Rhythms, rumba, and music were the heartbeat of Cuban singer-songwriter Daymé Arocena’s home. “I never decided to become a singer or a musician,” she remembers. “That’s what I have been doing since I can remember.”
However, her household definitely had a huge impact on her music development. “They could start the rumba by just playing on top of the table or the dining table,” she tells CREMA. And that is just a glimpse of her musical upbringing.
Her father’s love for American soul, funk, and jazz, including cassettes from Earth, Wind & Fire, Sade, and George Benson, also shaped her musical influences. She was exposed to genres like R&B, jazz, and African American music, but was equally grounded in rumba and timba.
At just ten years old, she began formal training at a conservatory, studying classical music and training as a choir conductor. “My training was based mainly on Russian music and European classics.” This classical discipline, combined with her Caribbean soul, became her signature blend. “Probably you can hear all of that in my music as a singer, as a writer,” she adds.
1 Last year, Daymé’s song “A Fuego Lento,” featuring Vicente García, was nominated for Song of the Year at the 2024 Latin Grammys. For Daymé, the news didn’t bring immediate happiness but instead led to a time of isolation. “That was a weird feeling. I decided to isolate,” she says. “My therapist said to me that sometimes you try to push a very hard wall, and when that wall finally falls apart, you fall apart with the wall.”
It was not just about the nomination; it was the years that came before it. “I have been working for so long, not always waiting for recognition. Since I’m coming from a different background and coming first from Cuba, which is a country that doesn’t have a music industry development.”
The recognition came with a shift in how she was perceived. “Because at the end of the day, when you get nominated for the Grammy, the way people look at you is totally different,” she says. None of her previous albums had even been submitted to the Latin Grammys, but when it first happened, she was surprised. “I wasn’t expecting much,” Daymé confesses.
She had written “A Fuego Lento” when she was nineteen. Years went by before she found the courage to release it. “When I finally decided to release the song, and that song got nominated for Song of the Year… my brain wasn’t ready to process that information.” Daymé shares that she felt imposter syndrome during this time and opened her eyes to a different world. “I also realized that for many people who knew my music. They didn’t know I was a songwriter. Every single album that I released in the past is fully written by me.”
2 To honor and respect her songwriting side, Daymé recently released a personal EP titled “Daymé y Yo,” featuring tracks like “Amor de Invierno” and “American Boy – Daymé’s Version.” It’s intimate, raw, intentional, and a love letter to the duality of her soul. Daymé says that some songwriters go to schools and camps to learn how to compose songs, but in her case, her introduction to songwriting was her own notebooks. “I started my first song notebook when I was eight years old,” she shares. “It comes to me naturally, and it’s a way for me to release things that I have inside.”

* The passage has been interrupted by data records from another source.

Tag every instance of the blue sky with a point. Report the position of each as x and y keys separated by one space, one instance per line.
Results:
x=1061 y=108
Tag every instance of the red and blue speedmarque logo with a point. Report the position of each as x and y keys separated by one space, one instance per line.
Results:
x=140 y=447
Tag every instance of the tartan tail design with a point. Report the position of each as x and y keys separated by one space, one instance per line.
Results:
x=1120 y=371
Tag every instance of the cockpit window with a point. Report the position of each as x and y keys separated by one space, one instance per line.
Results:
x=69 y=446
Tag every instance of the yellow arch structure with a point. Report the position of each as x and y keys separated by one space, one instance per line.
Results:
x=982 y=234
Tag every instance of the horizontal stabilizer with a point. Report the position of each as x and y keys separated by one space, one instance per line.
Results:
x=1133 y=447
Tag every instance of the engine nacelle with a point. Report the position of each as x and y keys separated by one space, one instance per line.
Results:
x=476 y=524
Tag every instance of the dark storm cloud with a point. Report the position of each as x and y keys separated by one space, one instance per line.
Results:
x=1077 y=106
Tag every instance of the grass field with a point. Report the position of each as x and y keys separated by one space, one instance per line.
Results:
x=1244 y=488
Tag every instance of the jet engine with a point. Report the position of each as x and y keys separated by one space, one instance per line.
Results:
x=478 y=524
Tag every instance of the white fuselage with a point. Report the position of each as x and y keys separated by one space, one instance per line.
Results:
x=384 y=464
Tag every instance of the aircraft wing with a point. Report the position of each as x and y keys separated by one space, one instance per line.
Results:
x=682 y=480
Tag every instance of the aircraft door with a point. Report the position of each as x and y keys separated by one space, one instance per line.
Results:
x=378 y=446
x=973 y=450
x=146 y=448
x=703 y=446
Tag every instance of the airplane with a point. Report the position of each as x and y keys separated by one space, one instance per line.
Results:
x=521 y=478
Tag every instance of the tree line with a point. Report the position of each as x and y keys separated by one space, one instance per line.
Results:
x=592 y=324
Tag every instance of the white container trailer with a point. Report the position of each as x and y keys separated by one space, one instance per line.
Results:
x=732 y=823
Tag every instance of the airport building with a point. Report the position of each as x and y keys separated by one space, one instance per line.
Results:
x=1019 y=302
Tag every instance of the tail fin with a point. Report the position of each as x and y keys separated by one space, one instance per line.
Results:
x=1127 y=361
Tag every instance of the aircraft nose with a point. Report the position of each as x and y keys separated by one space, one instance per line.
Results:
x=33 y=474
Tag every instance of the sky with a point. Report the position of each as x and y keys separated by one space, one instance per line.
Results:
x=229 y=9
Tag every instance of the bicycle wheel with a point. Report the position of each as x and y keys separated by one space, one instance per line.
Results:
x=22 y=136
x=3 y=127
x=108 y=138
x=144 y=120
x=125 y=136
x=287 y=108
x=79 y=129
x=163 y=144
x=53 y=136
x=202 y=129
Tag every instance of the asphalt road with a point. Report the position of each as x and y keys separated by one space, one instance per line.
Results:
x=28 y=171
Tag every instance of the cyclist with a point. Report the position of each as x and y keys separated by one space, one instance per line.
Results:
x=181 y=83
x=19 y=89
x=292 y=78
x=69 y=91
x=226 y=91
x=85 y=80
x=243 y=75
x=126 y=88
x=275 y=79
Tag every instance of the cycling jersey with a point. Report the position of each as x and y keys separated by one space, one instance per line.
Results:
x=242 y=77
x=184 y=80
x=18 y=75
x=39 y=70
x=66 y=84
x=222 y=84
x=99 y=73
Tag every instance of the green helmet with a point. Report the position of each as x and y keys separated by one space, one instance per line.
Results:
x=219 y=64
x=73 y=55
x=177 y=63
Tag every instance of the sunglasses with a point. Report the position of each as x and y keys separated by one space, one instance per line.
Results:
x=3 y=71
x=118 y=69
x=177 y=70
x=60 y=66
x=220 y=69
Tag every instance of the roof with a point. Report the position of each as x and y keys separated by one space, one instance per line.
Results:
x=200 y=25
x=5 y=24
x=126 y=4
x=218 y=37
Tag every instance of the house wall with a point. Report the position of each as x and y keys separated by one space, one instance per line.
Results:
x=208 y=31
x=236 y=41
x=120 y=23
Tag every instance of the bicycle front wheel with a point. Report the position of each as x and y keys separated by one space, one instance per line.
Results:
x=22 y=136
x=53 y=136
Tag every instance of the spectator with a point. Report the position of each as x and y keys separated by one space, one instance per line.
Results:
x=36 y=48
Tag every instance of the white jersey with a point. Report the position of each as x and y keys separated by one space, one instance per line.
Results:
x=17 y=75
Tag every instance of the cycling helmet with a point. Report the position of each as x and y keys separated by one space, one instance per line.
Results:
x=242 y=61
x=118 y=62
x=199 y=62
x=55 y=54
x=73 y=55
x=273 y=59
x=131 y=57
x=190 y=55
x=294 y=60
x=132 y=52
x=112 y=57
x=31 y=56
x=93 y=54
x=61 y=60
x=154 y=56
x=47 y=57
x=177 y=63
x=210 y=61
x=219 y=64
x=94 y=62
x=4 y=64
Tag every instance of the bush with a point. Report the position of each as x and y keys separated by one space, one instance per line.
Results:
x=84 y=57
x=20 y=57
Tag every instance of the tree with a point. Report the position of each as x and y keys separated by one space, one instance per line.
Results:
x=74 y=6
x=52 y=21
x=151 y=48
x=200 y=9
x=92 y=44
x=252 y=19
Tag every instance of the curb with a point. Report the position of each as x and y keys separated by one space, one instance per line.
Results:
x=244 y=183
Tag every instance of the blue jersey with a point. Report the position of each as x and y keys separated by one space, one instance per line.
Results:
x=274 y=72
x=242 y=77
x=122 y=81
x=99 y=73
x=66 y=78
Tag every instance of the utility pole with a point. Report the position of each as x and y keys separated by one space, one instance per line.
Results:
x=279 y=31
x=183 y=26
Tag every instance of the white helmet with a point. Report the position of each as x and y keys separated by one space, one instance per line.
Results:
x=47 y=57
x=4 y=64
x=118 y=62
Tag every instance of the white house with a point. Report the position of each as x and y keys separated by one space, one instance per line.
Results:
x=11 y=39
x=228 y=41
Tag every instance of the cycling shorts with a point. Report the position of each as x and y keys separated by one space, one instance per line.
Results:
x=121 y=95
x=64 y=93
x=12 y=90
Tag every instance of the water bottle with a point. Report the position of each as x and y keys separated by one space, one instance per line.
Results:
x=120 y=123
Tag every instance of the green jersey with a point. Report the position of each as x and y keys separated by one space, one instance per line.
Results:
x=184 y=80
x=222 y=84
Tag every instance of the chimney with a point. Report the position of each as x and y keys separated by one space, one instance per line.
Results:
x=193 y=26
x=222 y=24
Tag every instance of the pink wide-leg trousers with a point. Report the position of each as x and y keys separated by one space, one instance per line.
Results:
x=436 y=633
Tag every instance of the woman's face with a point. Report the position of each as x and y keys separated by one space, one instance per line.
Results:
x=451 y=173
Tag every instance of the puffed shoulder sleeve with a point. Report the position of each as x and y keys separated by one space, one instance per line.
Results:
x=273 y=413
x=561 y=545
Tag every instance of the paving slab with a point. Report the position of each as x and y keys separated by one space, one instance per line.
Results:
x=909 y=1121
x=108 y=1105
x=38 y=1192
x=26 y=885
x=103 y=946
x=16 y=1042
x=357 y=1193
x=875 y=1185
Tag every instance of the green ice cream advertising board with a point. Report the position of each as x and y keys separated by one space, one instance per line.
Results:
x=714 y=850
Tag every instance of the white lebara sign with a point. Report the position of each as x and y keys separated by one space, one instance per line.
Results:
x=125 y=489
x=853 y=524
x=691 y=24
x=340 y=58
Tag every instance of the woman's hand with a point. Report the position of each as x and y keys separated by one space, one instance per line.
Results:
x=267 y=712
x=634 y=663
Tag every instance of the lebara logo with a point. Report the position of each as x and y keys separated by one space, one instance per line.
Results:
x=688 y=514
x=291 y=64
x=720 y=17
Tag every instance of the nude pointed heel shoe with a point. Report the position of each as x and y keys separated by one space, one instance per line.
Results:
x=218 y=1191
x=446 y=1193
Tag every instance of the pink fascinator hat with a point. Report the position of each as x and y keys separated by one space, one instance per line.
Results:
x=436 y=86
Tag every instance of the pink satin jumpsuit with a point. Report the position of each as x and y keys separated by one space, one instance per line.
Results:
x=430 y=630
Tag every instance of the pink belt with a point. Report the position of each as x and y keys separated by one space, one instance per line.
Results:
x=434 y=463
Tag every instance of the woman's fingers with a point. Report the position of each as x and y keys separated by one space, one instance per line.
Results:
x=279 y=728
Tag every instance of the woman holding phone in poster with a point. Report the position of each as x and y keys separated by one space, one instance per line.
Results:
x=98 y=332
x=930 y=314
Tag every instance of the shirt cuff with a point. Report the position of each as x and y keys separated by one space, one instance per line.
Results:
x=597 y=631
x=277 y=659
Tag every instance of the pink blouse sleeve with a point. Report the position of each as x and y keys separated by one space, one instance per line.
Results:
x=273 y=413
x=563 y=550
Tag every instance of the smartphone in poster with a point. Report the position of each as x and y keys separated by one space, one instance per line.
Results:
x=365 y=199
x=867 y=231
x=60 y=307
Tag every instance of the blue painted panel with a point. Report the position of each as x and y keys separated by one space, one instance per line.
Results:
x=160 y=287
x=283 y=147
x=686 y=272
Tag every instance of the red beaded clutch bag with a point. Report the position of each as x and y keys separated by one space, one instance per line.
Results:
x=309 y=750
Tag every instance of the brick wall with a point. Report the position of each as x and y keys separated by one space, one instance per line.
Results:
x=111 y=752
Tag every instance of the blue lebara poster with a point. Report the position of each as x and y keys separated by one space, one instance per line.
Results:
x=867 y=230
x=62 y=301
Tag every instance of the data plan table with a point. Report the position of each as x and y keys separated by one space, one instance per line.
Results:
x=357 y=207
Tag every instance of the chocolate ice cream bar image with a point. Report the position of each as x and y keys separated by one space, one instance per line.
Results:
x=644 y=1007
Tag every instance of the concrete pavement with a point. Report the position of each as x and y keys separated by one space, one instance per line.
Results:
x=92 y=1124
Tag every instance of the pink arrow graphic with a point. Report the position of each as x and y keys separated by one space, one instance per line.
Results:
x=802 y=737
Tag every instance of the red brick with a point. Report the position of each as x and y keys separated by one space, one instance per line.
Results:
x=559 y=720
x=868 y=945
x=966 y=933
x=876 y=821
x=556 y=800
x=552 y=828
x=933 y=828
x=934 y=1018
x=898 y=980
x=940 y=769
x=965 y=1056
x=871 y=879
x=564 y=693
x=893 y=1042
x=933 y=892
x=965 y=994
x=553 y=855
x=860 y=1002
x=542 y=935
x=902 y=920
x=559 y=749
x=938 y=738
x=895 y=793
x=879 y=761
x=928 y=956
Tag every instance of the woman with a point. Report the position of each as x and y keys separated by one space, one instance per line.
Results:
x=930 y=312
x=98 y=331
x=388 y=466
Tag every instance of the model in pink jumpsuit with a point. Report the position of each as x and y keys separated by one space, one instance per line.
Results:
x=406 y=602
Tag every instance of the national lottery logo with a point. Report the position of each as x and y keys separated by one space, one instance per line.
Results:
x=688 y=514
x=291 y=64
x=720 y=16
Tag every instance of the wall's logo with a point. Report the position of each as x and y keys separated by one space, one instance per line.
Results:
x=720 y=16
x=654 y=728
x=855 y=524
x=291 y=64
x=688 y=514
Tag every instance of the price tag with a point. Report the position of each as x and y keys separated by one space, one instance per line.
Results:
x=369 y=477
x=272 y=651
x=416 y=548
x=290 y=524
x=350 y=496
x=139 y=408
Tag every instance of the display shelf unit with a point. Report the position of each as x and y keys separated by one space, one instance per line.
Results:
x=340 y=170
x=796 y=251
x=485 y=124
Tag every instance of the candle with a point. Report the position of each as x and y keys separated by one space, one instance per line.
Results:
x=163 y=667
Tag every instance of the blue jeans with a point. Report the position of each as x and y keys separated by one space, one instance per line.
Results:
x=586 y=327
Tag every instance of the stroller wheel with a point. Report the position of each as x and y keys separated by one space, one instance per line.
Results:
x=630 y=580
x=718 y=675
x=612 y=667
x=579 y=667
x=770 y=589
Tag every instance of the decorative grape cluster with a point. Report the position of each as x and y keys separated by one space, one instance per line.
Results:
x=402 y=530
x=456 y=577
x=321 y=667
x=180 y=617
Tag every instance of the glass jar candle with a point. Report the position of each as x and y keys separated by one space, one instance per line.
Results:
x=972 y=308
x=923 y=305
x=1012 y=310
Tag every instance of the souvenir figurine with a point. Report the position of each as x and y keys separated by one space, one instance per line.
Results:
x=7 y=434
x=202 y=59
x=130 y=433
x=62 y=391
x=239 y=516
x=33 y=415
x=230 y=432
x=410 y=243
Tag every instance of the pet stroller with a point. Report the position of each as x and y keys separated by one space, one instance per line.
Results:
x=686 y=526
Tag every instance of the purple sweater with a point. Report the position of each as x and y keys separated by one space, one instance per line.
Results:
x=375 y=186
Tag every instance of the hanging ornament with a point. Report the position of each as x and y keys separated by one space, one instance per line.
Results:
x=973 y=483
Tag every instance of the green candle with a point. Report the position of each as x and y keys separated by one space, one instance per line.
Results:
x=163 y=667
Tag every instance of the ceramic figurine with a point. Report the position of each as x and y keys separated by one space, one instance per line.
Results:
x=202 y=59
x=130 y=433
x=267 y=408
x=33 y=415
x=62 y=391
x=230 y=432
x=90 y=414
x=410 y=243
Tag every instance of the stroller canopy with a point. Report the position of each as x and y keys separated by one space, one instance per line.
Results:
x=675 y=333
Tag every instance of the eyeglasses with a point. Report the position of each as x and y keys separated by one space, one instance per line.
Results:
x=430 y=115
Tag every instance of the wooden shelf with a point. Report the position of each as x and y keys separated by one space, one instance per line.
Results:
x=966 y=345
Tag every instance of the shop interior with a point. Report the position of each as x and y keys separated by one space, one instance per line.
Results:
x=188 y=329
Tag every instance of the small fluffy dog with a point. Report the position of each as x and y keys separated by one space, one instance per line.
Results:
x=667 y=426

The EP symbolized a return to self, just Daymé and her piano. The inspiration for it came after a conversation with a friend who was shocked to learn she writes all her own music. “I’m just the girl that sings her songs,” she explains. “I know that they might be diverse. I have a rumba, and I have chachachá, but I also have soul and jazz. So it’s difficult for people to place me somewhere.”
Her creative process is personal and sacred. “The piano has been in my bedroom since I got my first piano. It’s also an intimate process for me. It’s not something that I used to showcase or feel actually comfortable showing to people.”
But with “Daymé y Yo,” she finally invited the world into that space. “That process of writing a song inside of a room, healing something… that’s the way I heal. I never showed that to the people before.”
3 For Daymé Arocena, Black Music Month isn’t tied to a single date or moment. “How do I celebrate African-descended music and Blackness? I do that every day. My existence is a celebration.” She reflects on the global impact of African sounds: “I believe the biggest gift that Africa has given to the world is music. 80% of the music we consume comes from Africa and has an African base.”
For Daymé, Blackness goes beyond appearance; it’s in rhythm and everyday life. “Blackness is cultural, blackness is musical. Blackness is in the food you eat. Blackness is in the way you dance. Blackness is in the music you listen to. Blackness is in the way you mash garlic to make a sofrito.”
She also speaks to the erasure of Black creators within Latin music genres: “We have reggaeton without Black people, and we have salsa without Black people, and we have bachata without Black people, and merengue without Black people.
We brought the music, but not our names, into the stadium.”
4 With a new project already underway, Daymé hints that a tour may be forthcoming. “We are actually going to Colombia and we might go to Mexico,” and teases that there may be something for the United States too.